Something in evo should be making sure that all outstanding operations are completed before calling camel_shutdown().

Comment 10 Dan Williams 2011-01-10 22:19:30 UTC
*** Bug 655327 has been marked as a duplicate of this bug. ***

Comment 11 Milan Crha 2011-01-11 08:29:30 UTC
Thanks for all the investigation. I was looking on this last week, thinking it might be evo's fault, but I didn't get so far as you (my knowledge of nss is very close to zero). I also can confirm this on imap provider (not imapx), it's just about ssl connection being used.

I'm moving this upstream [1], because I can reproduce it with 2.91.5 as well.

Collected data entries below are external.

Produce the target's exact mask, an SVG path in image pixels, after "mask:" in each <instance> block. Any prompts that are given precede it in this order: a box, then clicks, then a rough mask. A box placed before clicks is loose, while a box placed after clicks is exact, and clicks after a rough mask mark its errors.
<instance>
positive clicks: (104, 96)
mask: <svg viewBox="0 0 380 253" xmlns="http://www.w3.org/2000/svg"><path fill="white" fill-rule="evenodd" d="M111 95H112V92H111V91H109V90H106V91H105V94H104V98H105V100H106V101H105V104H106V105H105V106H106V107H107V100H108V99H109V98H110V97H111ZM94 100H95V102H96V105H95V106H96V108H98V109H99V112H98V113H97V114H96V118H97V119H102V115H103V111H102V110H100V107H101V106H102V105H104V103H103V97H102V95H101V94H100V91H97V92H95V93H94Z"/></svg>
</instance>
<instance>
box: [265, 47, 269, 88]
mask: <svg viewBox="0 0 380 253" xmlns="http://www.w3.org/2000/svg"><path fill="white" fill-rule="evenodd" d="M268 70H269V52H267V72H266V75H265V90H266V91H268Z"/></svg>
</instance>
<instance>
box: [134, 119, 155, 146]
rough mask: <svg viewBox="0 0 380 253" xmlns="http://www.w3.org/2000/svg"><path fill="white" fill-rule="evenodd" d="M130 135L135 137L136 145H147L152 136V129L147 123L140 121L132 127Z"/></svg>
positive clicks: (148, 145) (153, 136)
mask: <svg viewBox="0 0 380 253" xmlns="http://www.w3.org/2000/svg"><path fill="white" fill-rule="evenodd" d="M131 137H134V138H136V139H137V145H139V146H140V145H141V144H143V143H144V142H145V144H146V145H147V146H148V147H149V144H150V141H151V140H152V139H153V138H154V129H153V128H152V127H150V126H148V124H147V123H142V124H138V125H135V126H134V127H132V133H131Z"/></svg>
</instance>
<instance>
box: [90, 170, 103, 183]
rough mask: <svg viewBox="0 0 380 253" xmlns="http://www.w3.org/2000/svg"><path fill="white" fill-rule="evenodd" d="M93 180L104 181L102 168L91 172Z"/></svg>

[1] https://bugzilla.gnome.org/show_bug.cgi?id=638808

Comment 12 Milan Crha 2011-01-14 07:28:28 UTC
*** Bug 669335 has been marked as a duplicate of this bug. ***

Comment 13 David Juran 2011-05-18 17:32:18 UTC
reopening since at least abrt believes that this crash happens also with evolution-2.32.2-1 which has the patch from https://bugzilla.gnome.org/show_bug.cgi?id=638808 applied

Comment 14 Milan Crha 2011-05-19 06:18:39 UTC
Thanks for the update. Let's reopen the upstream bug, it's the place where the fix comes from. Please CC there yourself for any further information.